At the same time, Festival Antigonish Summer Theatre (FAST) began planning for its future in light of fire-code risks to the Bauer Theatre and the recognition that the building’s long-term lifespan is limited. FAST secured provincial and ACOA funding and, in the fall of 2024, hired ACT 1 Consulting to undertake a Blue Sky visioning process and program development work. Recognizing their shared vision for a vibrant cultural future, FAST joined forces with Aida and Tiiu in late 2024. This partnership led to the crucial joint Blue Sky visioning session in February 2025, facilitated by Act1 Consulting, with visual, performing, and community arts leaders around the table. Members of ACA participated in this session, and all the information gathered from AVA’s 2024 survey and Community Symposium was shared with Act1 to inform the Program Development document and preliminary costing.

Today, the project stands on a strong and deliberately transparent foundation of shared work.

  • FAST is championing the performing arts facility component and has contributed significant architectural, operational, and costing analysis to the overall vision.
  • Aida and Tiiu sparked the initial Concept Paper and continue to be core leaders in articulating a broad, multi-disciplinary arts vision for Northeastern Nova Scotia.
  • ACA, through AVA and the emerging Steering Committee structure, is ensuring that community voice, grassroots input, and sector diversity remain at the heart of every decision.

Key outputs from each phase—such as the Concept Paper, the Act1 Blue Sky reflections, the joint Program Development document, AVA’s survey and symposium findings, preliminary Class D costing, and subsequent reporting to government—are being treated as official milestones in an evolving process, not as fixed endpoints.

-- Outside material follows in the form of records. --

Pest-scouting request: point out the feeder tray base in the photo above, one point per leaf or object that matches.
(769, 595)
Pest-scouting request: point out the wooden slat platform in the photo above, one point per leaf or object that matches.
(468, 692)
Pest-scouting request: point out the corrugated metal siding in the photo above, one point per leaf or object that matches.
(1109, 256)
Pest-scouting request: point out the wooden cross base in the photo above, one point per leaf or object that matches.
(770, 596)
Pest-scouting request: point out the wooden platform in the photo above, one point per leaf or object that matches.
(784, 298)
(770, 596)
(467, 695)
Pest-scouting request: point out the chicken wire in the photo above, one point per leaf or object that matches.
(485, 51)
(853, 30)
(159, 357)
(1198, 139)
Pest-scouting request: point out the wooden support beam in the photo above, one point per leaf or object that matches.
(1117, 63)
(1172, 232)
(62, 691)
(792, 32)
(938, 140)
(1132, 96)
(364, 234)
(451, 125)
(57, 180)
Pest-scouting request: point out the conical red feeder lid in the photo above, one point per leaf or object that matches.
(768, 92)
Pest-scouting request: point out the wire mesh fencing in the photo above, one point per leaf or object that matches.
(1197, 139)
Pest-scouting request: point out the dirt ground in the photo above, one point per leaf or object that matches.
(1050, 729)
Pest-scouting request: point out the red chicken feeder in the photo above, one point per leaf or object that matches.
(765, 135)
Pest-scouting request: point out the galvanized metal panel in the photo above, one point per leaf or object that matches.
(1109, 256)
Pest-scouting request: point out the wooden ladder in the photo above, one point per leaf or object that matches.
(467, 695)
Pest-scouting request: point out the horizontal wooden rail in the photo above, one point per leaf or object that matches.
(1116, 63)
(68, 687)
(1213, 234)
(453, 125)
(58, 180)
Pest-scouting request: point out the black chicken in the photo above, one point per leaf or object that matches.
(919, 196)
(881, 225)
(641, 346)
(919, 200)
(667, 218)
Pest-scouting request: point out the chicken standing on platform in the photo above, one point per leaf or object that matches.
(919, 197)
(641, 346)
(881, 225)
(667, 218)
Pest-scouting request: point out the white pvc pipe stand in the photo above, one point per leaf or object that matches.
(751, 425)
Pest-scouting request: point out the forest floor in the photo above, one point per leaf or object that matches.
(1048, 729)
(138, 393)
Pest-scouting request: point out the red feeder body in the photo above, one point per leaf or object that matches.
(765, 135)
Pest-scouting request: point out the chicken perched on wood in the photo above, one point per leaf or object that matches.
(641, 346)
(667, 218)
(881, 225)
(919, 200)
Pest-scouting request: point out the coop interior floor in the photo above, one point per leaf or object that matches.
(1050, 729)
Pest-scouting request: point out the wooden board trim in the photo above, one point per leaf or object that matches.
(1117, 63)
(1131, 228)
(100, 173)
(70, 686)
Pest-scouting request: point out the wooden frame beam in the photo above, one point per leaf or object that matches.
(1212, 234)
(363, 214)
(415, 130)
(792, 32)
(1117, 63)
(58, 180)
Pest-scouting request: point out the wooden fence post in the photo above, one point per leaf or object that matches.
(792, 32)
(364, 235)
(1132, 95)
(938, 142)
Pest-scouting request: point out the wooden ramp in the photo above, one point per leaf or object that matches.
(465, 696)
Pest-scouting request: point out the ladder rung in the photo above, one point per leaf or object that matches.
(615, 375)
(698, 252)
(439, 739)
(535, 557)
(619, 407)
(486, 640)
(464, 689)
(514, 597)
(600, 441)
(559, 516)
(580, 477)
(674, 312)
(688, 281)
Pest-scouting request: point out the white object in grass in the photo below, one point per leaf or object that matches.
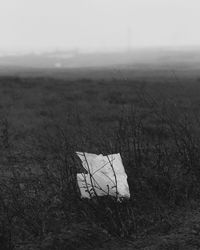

They are being shared publicly here to honour the many contributors and work done to date. The emerging Steering Committee, co-led by representatives of both the performing and creative arts sectors, will continue to guide this work so that no single individual or organization “owns” the vision, and all community members can see themselves reflected in the path forward.

Together, this network of committed individuals and organizations is working towards one shared goal: a right-sized, sustainable Arts Centre that reflects the community’s collective aspirations and builds on all the work that has already been done—openly, honestly, and in partnership.